I don’t have the mechanic dad/brother/boyfriend so I need the all the insight I can get!
1). Cylinder misfire(s) (generally cylinders 2 or 3 but can be any of them, and they usually trigger the Check Engine Light).
2). Coolant reservoir tank level decreasing
3). Thick white exhaust smoke
4). Liquidity, chocolate milk-looking oil
For me, my symptoms were cylinder 1 misfiring and my coolant level gradually decreasing over the last year. The disappearing coolant was the first symptom and after a while the misfire was the second which started less than 2 weeks ago.

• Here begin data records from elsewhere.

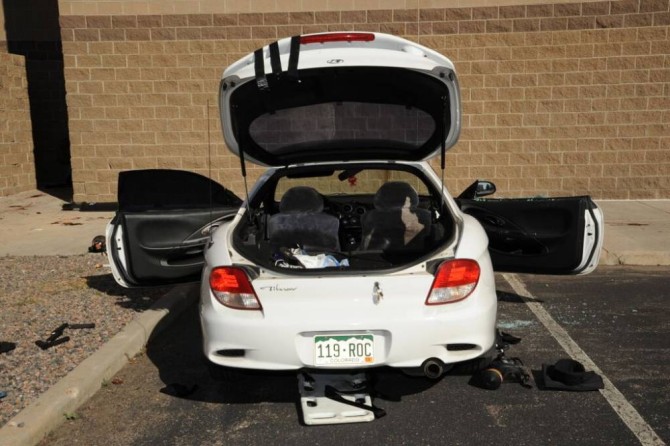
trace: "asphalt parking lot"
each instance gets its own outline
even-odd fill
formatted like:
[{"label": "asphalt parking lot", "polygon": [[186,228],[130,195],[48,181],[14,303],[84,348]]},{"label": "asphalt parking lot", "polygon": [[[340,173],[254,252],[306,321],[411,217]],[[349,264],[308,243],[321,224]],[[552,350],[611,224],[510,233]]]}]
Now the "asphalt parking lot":
[{"label": "asphalt parking lot", "polygon": [[[497,276],[499,326],[522,338],[509,355],[538,371],[567,357],[567,345],[611,381],[608,392],[514,383],[487,391],[468,385],[466,375],[433,382],[381,370],[376,389],[384,398],[376,403],[386,417],[305,427],[295,374],[255,375],[233,386],[209,378],[193,307],[42,444],[664,444],[669,273],[617,266],[585,277]],[[173,383],[197,388],[186,397],[168,394],[174,386],[161,393]]]}]

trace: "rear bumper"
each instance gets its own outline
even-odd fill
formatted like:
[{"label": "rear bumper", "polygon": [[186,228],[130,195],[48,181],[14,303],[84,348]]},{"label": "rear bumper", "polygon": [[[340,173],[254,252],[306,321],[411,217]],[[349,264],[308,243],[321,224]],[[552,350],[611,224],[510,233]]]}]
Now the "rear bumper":
[{"label": "rear bumper", "polygon": [[[493,346],[495,287],[480,283],[464,301],[438,307],[426,307],[422,299],[407,302],[404,311],[395,309],[392,313],[372,307],[333,314],[324,311],[327,304],[323,302],[310,306],[303,303],[291,310],[292,317],[273,318],[260,311],[225,308],[203,287],[200,317],[204,352],[213,363],[229,367],[319,368],[314,360],[314,336],[373,334],[374,362],[346,368],[410,368],[419,367],[428,358],[447,364],[466,361]],[[461,344],[461,348],[470,344],[471,348],[453,350],[454,344]]]}]

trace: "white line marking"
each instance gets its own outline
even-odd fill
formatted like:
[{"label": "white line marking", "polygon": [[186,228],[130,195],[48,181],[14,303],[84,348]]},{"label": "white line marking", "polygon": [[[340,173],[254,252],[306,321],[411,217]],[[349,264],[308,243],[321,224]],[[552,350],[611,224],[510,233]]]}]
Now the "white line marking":
[{"label": "white line marking", "polygon": [[549,330],[549,333],[558,341],[570,357],[576,361],[581,362],[586,369],[593,370],[603,378],[605,388],[600,390],[602,396],[612,406],[612,409],[619,415],[621,420],[628,426],[628,428],[640,440],[644,446],[660,446],[665,445],[656,432],[644,421],[644,418],[638,413],[632,404],[628,402],[625,396],[617,389],[612,381],[605,376],[600,367],[581,349],[579,345],[570,337],[567,331],[561,327],[556,320],[551,317],[549,312],[545,310],[541,303],[535,302],[535,298],[526,289],[523,282],[516,274],[503,274],[503,278],[512,286],[516,294],[523,299],[528,305],[530,311],[535,314],[540,322]]}]

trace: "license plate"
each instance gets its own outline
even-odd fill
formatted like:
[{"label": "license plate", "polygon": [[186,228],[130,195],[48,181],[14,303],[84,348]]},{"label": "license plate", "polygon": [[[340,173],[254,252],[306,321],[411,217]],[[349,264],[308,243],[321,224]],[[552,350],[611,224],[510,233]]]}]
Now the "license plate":
[{"label": "license plate", "polygon": [[372,364],[374,346],[371,334],[314,336],[314,365]]}]

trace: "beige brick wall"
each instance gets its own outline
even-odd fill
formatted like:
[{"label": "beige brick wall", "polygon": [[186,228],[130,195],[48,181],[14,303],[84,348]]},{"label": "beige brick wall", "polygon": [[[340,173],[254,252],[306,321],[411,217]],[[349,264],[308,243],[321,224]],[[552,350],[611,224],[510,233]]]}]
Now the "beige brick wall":
[{"label": "beige brick wall", "polygon": [[23,56],[0,52],[0,197],[35,189]]},{"label": "beige brick wall", "polygon": [[[598,1],[598,0],[587,0]],[[199,14],[456,8],[541,4],[546,0],[59,0],[63,15]],[[556,3],[577,3],[558,0]]]},{"label": "beige brick wall", "polygon": [[207,174],[210,157],[241,193],[215,105],[223,68],[280,37],[352,29],[418,39],[456,63],[453,192],[486,178],[501,196],[669,198],[668,24],[668,0],[63,16],[74,199],[115,200],[125,169]]},{"label": "beige brick wall", "polygon": [[0,8],[0,42],[7,41],[7,32],[5,31],[5,8]]}]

An immediate way to know if your head gasket is badly blown is to remove the oil cap and look underneath it. If a substantial amount of coolant is mixing with the oil it will be really liquidy and resemble chocolate milk. In my situation the oil looked normal and I had no thick white exhaust smoke, just a misfire and losing coolant.
There are also tons of videos and resources on the internet that explain this issue more in-depth that are worth reading up on. 2017-2019 MKC's are affected by this issue because they utilize the 2nd-gen 2.0 where Ford redesigned the engine block to allow better cooling but, in the process, made it so there's less surface area for the head gasket to affix to, thus increasing the propensity for coolant to penetrate the gasket. Mileage at failure can range from as little as 30,000 miles (mine was at 37,000) to 100,000 miles from reports I've read.
2020+ model year Ford and Lincoln 2.0s are immune to the coolant intrusion issue because Ford redesigned the block again. Replacement engines use the updated block design.